Cały mecz przeszedł przez Maxima Kirillova, na przekątnej zastąpili się zawodnicy Dmitrij Krasikow i Anton Botin, Nikita Nagaets po raz pierwszy pojawił się w recepcji. W takich scenariuszach nie ma zbyt wiele powodów do analizowania przebiegu gry. Kirillov grał niegrzecznie jak na standardy dorosłych, ale dla 19-letniego setera takie doświadczenie samo w sobie zdecydowanie ma pozytywny wpływ.
I dla Botin, a dla Krasikova praca po przekątnej jest znana, zbombardowali dobrze. Nie było wspólnej gry (co wcale nie jest zaskakujące), drużyna długo wpadała w poślizg podczas strzelaniny, prawie nie zdobywa punktów w powtórce. Również zaskoczony eksperymentem, kiedy Wsiewołod Abramychev wyszedł z placu, aby przejść, podczas gdy Kirillov pozostał na korcie jako przekątna. A nawet strzelił piłkę w trzecim secie, po uzyskaniu 100% skuteczności w ataku w statystykach.

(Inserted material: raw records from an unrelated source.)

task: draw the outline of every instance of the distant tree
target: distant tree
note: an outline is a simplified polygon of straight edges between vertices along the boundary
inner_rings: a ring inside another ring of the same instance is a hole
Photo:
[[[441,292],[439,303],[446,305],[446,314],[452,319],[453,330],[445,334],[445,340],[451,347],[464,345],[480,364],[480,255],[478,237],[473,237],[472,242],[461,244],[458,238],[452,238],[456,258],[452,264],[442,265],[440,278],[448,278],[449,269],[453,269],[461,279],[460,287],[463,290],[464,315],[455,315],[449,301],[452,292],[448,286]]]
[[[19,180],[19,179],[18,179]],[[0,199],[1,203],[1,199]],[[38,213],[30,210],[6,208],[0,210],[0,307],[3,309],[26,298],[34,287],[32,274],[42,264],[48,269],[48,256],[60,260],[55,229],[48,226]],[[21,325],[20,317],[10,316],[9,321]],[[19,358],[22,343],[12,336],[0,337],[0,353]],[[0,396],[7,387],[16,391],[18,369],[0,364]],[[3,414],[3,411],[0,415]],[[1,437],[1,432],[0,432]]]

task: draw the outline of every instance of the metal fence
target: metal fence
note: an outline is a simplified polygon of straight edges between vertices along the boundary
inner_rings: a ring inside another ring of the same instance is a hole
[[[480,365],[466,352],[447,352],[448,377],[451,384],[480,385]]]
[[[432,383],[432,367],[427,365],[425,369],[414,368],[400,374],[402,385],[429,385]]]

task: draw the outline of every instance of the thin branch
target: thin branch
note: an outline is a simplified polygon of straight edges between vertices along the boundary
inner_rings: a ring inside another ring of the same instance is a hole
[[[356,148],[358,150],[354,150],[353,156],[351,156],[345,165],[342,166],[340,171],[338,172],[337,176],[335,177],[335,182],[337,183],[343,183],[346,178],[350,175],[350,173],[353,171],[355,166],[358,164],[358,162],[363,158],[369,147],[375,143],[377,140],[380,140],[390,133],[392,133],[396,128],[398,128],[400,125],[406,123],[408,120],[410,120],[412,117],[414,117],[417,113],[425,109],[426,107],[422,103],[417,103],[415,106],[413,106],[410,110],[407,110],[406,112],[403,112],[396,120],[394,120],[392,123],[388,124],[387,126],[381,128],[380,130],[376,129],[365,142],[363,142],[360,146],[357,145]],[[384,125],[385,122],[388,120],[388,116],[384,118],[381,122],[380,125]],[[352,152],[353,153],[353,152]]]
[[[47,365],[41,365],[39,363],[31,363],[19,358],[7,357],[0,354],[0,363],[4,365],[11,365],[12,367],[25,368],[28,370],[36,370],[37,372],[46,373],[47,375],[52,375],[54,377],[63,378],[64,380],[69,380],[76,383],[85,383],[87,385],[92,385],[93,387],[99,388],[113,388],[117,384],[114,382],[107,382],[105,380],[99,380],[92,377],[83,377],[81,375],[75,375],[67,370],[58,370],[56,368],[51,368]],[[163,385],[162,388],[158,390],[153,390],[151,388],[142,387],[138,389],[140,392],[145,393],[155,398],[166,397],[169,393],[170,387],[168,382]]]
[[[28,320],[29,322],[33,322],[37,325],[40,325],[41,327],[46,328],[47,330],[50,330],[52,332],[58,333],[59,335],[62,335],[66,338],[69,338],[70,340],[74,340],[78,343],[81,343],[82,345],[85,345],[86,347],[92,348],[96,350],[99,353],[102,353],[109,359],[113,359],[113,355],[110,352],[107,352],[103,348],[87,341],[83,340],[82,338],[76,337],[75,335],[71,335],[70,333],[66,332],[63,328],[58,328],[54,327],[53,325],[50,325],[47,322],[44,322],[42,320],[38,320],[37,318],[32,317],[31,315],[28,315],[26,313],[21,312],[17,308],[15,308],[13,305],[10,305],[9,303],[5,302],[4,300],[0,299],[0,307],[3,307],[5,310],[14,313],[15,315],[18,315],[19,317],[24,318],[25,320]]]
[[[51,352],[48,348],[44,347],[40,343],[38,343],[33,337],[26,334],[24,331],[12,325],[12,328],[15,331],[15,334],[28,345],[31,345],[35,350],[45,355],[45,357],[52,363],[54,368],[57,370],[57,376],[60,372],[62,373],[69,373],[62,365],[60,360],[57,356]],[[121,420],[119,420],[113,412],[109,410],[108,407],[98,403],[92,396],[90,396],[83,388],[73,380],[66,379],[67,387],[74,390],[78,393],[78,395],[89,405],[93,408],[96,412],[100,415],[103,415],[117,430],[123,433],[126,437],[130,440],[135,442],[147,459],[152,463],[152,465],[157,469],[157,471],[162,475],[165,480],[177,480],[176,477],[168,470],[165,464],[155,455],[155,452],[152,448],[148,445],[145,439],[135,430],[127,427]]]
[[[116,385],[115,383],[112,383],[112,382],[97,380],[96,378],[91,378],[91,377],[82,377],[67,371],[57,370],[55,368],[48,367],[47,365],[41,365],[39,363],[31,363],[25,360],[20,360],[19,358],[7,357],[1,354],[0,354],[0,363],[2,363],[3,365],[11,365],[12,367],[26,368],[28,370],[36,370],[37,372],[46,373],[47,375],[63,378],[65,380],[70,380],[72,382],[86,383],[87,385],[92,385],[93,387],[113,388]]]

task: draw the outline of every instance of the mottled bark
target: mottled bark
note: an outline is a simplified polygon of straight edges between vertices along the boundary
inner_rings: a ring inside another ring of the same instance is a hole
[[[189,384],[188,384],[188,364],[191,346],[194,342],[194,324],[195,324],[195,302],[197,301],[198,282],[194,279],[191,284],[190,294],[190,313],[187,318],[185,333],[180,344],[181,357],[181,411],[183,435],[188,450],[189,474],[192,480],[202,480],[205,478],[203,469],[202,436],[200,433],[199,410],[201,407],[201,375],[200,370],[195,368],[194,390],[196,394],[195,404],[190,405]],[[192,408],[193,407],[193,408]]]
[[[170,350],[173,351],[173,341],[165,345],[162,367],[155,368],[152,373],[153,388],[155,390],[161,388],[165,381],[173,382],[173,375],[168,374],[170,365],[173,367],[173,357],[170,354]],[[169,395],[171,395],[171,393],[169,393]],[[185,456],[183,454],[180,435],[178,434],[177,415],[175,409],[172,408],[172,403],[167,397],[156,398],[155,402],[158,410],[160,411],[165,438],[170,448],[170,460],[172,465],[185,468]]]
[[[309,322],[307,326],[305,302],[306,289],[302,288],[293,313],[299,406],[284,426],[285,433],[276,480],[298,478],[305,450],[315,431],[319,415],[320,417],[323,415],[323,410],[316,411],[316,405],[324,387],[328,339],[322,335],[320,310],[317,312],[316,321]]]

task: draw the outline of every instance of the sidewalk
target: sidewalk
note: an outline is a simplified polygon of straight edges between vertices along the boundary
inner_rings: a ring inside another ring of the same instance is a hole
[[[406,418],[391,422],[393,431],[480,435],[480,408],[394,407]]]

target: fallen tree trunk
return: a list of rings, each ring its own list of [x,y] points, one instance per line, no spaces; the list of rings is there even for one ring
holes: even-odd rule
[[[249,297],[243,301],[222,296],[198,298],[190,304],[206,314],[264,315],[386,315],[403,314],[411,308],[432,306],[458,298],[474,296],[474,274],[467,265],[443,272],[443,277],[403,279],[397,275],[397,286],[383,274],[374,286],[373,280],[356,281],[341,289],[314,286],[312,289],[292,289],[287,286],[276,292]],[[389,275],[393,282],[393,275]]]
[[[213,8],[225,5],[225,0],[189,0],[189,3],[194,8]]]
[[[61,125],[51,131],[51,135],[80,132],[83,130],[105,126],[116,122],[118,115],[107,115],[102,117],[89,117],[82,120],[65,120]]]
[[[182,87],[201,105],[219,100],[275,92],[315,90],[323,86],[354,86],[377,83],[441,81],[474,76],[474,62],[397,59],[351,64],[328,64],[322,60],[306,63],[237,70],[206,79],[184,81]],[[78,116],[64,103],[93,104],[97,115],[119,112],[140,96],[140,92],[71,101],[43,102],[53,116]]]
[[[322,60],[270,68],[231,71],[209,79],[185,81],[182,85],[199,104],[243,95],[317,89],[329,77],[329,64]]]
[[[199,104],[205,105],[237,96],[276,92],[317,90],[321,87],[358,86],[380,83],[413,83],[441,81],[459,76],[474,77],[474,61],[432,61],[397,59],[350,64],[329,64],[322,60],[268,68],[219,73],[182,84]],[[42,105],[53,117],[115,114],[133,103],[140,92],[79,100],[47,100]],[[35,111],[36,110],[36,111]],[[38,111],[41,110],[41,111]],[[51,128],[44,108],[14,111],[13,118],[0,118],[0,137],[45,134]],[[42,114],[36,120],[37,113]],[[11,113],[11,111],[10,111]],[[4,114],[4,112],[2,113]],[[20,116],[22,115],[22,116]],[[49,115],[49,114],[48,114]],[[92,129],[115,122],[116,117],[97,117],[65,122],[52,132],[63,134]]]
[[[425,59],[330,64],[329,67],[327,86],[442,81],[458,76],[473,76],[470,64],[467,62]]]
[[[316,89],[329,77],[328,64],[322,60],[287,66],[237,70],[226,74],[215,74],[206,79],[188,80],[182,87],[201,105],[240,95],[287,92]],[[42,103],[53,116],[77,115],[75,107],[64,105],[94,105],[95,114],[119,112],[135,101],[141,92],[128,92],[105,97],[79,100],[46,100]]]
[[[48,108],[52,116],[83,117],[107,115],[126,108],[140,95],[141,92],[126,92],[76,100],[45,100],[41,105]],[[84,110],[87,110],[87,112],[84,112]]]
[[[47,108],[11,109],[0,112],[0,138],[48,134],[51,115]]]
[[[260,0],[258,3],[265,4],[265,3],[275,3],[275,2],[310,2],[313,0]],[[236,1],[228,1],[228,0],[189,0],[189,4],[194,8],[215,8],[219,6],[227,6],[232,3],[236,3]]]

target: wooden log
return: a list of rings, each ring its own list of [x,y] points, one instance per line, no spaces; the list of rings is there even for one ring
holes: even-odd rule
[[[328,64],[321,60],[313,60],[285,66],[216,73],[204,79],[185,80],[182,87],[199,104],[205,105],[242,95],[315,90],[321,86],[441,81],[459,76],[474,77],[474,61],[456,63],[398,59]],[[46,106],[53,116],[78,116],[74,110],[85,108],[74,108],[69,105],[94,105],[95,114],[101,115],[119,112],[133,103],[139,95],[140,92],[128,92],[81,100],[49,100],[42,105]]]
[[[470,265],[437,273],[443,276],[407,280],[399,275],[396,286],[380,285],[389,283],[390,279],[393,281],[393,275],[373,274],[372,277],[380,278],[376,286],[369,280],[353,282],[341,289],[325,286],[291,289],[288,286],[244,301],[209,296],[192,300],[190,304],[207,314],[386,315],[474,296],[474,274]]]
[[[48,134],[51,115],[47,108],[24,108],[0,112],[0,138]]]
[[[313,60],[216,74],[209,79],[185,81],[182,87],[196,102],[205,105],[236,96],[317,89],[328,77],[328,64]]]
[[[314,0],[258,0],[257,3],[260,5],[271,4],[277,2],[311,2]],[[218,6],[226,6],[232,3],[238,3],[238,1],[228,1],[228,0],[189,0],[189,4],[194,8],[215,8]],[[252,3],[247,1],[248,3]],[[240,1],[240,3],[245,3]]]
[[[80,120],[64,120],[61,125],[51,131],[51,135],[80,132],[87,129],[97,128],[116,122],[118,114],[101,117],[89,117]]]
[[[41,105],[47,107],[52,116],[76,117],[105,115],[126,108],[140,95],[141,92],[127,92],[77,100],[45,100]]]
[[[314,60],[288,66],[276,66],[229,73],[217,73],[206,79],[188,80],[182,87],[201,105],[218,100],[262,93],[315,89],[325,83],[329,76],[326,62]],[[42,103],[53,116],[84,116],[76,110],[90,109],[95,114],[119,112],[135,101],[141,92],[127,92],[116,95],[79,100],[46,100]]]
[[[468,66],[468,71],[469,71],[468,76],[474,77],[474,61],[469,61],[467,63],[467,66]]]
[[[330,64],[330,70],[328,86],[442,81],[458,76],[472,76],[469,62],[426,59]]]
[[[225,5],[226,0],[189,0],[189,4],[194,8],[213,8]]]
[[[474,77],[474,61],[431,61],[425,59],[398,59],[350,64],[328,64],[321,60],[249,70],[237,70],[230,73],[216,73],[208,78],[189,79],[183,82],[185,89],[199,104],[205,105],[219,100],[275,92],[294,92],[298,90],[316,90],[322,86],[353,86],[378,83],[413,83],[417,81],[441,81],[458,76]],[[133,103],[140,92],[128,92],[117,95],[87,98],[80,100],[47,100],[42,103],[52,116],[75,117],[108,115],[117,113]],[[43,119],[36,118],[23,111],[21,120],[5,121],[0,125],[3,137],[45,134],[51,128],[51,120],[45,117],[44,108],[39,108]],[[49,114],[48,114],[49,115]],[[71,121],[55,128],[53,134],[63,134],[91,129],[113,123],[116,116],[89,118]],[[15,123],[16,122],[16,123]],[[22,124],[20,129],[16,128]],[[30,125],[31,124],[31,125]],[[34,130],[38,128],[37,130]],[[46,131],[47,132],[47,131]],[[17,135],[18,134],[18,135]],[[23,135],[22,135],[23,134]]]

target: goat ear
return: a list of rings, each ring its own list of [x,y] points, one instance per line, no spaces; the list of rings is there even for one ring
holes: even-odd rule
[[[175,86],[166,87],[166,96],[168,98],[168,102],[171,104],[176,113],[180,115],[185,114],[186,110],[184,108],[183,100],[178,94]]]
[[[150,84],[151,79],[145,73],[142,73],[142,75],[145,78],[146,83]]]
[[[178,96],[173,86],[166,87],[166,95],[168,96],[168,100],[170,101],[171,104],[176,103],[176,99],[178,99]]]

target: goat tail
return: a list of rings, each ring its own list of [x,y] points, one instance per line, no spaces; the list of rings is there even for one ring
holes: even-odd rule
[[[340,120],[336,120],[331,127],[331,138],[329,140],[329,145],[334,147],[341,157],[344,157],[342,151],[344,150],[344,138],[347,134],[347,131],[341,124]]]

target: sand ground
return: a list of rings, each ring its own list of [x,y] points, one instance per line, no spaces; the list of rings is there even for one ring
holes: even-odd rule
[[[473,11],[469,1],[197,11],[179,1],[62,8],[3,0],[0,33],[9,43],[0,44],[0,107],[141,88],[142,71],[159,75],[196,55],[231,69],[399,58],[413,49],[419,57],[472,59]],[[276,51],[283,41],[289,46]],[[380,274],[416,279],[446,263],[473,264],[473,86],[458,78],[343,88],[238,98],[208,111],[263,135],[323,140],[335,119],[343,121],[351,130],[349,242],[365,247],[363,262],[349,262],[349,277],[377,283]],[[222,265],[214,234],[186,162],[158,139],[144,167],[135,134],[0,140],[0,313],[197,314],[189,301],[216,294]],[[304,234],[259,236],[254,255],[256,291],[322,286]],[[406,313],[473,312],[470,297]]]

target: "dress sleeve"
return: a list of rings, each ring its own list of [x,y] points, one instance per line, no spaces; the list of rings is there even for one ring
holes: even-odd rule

Ogólnie rzecz biorąc, na tle oskarżonego „Belogorye” wszystko się potoczyło (raczej, To nie dzia?a) szybko i niemal bezboleśnie – od samego początku plan treningowy na mecz ze strony Surguta był jasny. Długi dystans (sześć gier w tydzień) trzeba trzeźwo obliczyć siły i coś poświęcić. oczywi?cie, że w kolejnych meczach będzie więcej szans na zwycięstwo – drużyna się na nich skoncentruje.
Główny trener VK Gazprom-Jugra Rafael Khabibullin: „Dzisiaj postanowiliśmy zresetować graczy mentalnie, rozładuj mózgi, grał bez większego napięcia w trybie treningowym. Dali Kirillov próbuje rozegrać pełny mecz, żeby poczuł, co to jest siatkówka męska. Chciałem wyzwolić gracza, daj szansę na skok, hit - on to uwielbia. Stąd jego pojawienie się po przekątnej, szkoda, że nie był wspierany przez audycje. A pasza jeszcze nie odleciała. Jutro powinna być kolejna siatkówka".